Understanding Generators

Python Generators 101 Christian Mondorf 11:33

In this lesson, you’ll learn how to create generator functions, and how to use the yield statement. Generator functions are a special kind of function that return a lazy iterator. These are objects that you can loop over like a list. However, unlike lists, lazy iterators do not store their contents in memory.

You’ll also compare list comprehensions and generator expressions. Once you’ve learned the difference in syntax, you’ll compare the memory footprint of both, and profile their performance using cProfile.

00:00 Welcome to the second video in our course on generators and the yield keyword in Python. In this video, we’re finally going to be looking at some real code.

00:09 So here’s my code editor. I’ve written a function here. It’s called infinite_sequence() and it initializes a variable called num, and then while True:, there’s a loop here which returns num and then increments num by 1 in each iteration.

00:26 So, there is a problem with this function, and you can see that my IDE is already highlighting the num variable on line 5, but I’ve chosen to ignore that for now. Instead, what I’m hoping will happen is that since True is always True, this while loop will run forever, and so it will return an infinite sequence like the name suggests. Let’s try this out and see what happens.

00:48 I’m going to enter the REPL and now I will import my function since it’s saved in an external file. Now let’s try printing the output from this function.

01:00 Okay. So that gave me 0 and nothing else. It’s not quite an infinite sequence. Now, you may already have realized this, but the problem is here on line 4 there is a return statement.

01:11 So when this line executes, the function returns the variable num, which at this stage has a value of 0. And then, it stops. We’ve exited the function. The function is gone.

01:22 It evaporates. And we never progress past the initial value of 0. Now a generator function would allow us to get around this problem and I’ll show you how. I’ll turn this function, this very normal function, into a generator function with one quick change.

01:38 And that change is that I’m going to replace the return keyword on line 4 with a yield statement. Watch.

01:47 So, I’ll quickly restart the REPL and import this again.

01:56 Since this is a generator function, I won’t use it in quite the same way as a normal function. Instead, what I’m going to do is I’m going to create a variable for it and I will store my function there. Let’s call this variable infinite.

02:10 Okay, there we go, so now I have this variable, infinite, and in that variable, I’m storing this generator function. Let’s just check that this is an actual generator, and I’m going to do that with the type() function. Okay, so you can see that this object is of the <class 'generator'>.

02:28 So this is looking good. The next question is, how do we then use this generator function? How do we get it to give us values? Well, we do that with a keyword called next().

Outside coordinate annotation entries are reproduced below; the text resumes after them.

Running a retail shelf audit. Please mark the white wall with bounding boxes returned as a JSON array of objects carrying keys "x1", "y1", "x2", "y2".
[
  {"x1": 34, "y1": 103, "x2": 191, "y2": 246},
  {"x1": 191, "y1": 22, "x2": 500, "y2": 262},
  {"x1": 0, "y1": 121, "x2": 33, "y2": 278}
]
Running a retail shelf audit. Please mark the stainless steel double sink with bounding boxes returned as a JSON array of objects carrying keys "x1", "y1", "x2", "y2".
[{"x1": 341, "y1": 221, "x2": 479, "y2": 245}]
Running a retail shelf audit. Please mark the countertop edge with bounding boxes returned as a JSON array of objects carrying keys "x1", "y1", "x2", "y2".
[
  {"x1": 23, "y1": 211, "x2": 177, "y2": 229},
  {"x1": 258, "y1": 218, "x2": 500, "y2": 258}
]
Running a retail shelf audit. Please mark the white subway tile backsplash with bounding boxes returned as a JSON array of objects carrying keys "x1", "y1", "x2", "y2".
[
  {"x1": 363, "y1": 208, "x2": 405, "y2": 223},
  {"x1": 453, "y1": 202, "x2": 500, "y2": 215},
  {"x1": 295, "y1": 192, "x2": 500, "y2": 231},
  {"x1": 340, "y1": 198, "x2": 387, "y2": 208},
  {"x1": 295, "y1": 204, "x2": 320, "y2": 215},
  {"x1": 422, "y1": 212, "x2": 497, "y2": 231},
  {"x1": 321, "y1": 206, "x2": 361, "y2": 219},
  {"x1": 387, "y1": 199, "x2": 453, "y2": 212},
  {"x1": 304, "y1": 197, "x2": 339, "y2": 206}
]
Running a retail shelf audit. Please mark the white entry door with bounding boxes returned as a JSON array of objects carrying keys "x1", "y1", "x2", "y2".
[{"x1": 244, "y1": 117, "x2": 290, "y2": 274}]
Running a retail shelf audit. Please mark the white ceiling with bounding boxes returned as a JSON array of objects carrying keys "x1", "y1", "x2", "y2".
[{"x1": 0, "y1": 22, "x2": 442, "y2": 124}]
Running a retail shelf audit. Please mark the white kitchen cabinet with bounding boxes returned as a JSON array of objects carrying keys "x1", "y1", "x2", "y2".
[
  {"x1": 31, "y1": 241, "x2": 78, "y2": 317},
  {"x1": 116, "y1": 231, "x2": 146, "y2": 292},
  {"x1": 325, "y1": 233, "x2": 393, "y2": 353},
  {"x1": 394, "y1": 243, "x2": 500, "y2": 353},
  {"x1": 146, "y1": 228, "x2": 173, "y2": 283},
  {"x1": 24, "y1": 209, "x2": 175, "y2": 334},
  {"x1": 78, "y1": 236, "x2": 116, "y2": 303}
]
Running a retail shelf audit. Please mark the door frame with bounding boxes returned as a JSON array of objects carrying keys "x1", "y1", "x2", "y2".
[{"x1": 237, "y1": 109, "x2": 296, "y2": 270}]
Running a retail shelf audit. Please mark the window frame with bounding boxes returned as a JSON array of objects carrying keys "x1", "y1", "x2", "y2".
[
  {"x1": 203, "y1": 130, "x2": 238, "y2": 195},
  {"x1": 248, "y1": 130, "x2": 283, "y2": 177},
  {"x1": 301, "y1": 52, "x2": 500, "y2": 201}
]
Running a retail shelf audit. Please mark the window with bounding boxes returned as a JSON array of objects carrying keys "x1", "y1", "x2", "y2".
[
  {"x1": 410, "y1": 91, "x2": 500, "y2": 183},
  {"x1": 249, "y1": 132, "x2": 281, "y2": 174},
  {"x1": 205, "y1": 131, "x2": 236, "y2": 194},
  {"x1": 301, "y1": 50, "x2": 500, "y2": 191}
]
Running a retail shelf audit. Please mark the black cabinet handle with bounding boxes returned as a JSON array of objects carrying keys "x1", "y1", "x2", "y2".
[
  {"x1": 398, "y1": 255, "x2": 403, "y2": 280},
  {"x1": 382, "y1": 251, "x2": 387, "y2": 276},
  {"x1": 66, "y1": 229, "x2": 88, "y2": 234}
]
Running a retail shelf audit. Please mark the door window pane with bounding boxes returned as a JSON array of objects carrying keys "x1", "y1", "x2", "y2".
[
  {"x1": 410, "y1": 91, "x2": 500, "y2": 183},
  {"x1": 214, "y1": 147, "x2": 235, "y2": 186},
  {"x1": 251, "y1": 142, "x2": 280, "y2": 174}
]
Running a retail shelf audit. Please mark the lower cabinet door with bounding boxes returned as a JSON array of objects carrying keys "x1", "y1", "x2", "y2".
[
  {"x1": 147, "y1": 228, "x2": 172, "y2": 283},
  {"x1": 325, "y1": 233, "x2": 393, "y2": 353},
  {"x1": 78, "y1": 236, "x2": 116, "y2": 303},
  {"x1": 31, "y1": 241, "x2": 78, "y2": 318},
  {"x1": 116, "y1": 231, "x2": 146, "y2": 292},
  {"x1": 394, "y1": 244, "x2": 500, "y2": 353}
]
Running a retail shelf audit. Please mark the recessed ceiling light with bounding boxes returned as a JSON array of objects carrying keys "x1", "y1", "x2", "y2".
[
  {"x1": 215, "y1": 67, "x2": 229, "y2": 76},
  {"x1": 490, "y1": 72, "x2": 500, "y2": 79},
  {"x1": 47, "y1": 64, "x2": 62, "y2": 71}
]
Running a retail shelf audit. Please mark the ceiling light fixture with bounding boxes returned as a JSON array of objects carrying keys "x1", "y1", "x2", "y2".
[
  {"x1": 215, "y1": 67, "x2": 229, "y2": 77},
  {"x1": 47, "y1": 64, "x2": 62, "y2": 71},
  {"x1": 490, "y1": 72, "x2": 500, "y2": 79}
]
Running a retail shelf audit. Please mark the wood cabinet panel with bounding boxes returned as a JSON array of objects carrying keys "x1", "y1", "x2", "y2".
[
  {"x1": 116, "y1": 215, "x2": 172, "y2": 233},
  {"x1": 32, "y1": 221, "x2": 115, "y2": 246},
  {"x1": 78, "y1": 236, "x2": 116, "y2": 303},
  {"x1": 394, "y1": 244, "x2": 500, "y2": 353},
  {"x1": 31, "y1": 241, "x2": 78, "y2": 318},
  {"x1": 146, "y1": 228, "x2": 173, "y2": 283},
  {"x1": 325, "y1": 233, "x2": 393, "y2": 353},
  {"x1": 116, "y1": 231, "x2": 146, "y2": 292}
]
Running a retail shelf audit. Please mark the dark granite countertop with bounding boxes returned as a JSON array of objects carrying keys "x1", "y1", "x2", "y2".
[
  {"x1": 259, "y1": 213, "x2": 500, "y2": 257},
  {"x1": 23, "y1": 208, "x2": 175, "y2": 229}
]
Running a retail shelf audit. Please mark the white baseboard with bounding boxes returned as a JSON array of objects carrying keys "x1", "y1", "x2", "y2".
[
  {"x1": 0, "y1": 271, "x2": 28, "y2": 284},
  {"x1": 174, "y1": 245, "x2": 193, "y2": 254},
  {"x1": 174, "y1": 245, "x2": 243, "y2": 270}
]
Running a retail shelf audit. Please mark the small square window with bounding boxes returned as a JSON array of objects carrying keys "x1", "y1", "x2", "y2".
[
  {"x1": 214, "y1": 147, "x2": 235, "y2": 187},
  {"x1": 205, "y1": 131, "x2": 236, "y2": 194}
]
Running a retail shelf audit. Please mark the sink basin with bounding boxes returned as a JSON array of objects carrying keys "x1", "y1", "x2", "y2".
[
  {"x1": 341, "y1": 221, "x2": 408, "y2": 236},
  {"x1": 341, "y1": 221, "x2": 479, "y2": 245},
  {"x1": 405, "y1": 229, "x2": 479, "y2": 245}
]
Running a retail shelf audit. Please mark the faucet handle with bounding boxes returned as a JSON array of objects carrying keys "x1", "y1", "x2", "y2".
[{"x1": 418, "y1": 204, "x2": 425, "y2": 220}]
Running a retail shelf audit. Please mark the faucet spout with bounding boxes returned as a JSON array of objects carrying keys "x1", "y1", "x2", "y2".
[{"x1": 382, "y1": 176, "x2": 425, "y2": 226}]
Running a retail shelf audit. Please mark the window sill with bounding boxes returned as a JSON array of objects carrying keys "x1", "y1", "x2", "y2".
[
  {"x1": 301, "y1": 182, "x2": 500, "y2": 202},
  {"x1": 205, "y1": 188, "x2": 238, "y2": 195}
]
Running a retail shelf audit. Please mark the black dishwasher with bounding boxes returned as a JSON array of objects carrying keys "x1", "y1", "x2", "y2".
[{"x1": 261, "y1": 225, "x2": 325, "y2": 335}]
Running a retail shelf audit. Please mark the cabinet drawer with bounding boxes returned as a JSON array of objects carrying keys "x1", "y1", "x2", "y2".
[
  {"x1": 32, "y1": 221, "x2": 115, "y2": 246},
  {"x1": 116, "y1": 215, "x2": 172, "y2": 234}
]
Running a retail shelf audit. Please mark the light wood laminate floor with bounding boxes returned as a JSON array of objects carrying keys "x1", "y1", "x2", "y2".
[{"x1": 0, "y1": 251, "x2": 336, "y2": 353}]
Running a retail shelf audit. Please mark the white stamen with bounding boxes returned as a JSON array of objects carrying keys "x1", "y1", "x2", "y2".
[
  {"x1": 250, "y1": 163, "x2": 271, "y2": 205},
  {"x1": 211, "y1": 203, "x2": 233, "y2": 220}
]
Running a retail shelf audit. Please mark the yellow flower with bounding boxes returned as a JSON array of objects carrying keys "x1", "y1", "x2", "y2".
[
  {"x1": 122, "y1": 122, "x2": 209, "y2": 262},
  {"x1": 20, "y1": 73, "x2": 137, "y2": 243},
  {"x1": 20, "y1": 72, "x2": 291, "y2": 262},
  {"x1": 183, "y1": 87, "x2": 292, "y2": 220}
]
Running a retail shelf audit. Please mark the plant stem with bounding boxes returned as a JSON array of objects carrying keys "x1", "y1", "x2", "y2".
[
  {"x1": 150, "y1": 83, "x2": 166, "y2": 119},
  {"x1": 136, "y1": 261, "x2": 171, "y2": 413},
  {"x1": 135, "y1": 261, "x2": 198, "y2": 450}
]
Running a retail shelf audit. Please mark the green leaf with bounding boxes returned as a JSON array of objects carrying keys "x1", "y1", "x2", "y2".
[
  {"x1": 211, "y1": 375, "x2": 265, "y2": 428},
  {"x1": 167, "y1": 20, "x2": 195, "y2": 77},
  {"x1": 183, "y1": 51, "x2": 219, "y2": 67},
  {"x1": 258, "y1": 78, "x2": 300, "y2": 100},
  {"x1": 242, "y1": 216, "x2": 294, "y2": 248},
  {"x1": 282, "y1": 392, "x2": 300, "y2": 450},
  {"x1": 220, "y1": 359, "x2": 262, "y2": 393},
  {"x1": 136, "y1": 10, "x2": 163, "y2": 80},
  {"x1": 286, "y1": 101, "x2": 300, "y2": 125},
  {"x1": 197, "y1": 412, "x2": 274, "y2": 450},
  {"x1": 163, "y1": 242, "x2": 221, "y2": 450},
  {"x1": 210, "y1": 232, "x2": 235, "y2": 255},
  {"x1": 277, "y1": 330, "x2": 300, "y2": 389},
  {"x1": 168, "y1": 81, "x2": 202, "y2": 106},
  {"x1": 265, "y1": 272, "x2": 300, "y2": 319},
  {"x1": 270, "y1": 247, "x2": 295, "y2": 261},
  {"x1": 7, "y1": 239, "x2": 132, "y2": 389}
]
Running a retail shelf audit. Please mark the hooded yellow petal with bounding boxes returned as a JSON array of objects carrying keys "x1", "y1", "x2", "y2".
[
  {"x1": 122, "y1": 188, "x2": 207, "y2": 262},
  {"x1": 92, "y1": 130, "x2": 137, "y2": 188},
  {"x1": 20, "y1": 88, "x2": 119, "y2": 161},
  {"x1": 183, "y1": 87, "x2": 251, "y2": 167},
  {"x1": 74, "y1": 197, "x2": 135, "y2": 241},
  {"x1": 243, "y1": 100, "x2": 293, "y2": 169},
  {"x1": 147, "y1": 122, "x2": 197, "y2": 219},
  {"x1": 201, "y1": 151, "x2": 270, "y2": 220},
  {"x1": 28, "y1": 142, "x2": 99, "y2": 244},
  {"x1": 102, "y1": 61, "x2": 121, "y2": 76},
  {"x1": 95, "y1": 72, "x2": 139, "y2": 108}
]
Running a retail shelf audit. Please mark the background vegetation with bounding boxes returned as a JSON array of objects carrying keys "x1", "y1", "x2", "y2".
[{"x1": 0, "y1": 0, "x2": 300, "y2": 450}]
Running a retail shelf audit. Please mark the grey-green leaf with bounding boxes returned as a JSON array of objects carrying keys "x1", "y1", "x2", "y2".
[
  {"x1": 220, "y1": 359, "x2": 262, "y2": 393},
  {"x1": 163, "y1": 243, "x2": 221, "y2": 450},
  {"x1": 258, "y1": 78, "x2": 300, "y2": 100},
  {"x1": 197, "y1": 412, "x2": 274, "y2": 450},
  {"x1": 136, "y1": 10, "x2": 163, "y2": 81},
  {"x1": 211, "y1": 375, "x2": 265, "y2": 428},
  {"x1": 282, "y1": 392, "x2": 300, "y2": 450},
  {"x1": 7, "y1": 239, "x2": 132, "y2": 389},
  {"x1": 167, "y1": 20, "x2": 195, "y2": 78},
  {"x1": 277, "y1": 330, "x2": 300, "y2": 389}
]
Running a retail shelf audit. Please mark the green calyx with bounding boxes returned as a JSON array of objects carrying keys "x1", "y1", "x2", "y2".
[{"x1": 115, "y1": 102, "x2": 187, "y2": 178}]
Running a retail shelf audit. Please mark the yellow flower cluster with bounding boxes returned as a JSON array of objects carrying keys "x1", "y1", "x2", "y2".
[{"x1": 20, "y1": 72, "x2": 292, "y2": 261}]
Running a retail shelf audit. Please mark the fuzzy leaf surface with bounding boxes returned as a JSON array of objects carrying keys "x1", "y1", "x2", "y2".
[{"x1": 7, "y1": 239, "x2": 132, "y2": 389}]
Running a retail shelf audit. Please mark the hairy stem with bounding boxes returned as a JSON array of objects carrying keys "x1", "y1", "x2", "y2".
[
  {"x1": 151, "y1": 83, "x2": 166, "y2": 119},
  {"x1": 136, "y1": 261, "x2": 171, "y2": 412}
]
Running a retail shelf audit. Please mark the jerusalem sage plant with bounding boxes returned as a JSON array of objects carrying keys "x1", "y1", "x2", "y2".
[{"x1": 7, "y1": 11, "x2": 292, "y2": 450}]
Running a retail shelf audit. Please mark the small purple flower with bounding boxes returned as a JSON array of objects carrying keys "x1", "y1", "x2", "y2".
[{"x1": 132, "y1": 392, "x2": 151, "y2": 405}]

02:38 I’m going to call next() on it right now. Okay, so it gave us the value 0. So far it hasn’t done anything very extraordinary, it just gave us back the same value the previous function was giving us, but watch what happens if I call next() on it again.

02:54 So, this is interesting. It didn’t give us 0. It remembered where we left off, it incremented the num value by 1 and then returned, or actually yielded the num variable to us.

03:06 What we’re seeing here is quite different from the behavior we see from normal functions. In this case, we started the generator, and then every time we’ve been calling next() on it, it’s running this loop once and it’s stopping.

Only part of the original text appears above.